In silver, as of Tuesday, two U.S. bullion banks were long 13 contracts and short a whopping 29,888 contracts... 28.0% of the entire silver open interest of 106,761 contracts! This sort of concentration is a prima facie case of manipulation. Any judge could see it... but obviously not anyone at the CFTC.
COMEX gold contracts are equally lopsided: three US bullion banks were long 509 contracts and short 75,550 contracts.
http://www.cftc.gov/dea/bank/deasep09f.htm
Despite the huge number of short contracts relative to long contracts, this represents a net decrease of 30,350 short contracts from August's 105,900 contracts. This explains gold's huge run up in price this past week. It may also be an attempt by the bullion banks to balance out their positions for the following week's Commitment of Traders (COT) report, which has a 10-day lag.
Or it could simply mean these bullion banks can no longer support these increasingly losing short positions. If this scenario is the case, expect another run up in gold prices in the near-term future.
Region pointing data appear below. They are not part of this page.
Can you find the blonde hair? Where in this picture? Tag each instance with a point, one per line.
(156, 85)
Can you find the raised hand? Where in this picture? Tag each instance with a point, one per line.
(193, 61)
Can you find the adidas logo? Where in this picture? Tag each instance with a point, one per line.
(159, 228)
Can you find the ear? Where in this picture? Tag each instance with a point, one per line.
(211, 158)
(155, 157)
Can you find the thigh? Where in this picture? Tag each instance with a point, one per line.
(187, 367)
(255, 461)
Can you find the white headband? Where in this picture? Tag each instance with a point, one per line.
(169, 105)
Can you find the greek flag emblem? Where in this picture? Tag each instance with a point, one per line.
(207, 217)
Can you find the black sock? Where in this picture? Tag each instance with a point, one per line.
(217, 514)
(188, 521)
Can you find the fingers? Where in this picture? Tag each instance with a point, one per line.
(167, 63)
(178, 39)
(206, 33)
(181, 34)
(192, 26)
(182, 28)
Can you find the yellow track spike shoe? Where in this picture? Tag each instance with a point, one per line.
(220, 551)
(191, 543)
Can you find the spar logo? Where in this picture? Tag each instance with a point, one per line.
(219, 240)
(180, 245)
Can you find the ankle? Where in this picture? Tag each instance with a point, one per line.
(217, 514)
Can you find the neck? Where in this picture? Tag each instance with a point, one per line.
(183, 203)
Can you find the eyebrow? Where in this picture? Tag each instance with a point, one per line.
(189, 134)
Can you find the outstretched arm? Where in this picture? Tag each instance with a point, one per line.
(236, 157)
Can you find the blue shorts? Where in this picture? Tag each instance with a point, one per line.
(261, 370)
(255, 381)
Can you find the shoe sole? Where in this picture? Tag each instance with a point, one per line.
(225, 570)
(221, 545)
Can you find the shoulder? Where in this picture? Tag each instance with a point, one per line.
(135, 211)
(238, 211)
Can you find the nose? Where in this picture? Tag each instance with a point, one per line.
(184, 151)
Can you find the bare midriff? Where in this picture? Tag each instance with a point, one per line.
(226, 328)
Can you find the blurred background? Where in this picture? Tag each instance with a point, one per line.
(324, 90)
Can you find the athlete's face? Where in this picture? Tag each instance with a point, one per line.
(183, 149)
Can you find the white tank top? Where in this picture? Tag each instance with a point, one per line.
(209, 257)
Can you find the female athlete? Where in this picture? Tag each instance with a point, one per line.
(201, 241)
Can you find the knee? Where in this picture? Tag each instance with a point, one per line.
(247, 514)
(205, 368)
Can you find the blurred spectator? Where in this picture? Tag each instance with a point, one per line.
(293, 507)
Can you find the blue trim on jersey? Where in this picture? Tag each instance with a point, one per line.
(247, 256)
On the other hand, if JP Morgan and HSBC are able to slap on more naked short positions, they will again be successful in temporarily knocking back down gold and silver prices. But they may be running out of dry powder.
Things are getting interesting: foreign sovereign funds--including China's central bank--are accumulating gold and silver to shield themselves from a deteriorating dollar, as they hold vast sums of dollar-denominated US securities, including long-term US Treasury bonds. This puts upward buying pressure on gold and silver prices. With a handful of commercial bullion banks taking the opposite side of that trade, something has to give. With declining supplies of physical gold and silver above ground, it will be very apparent who the winners will be.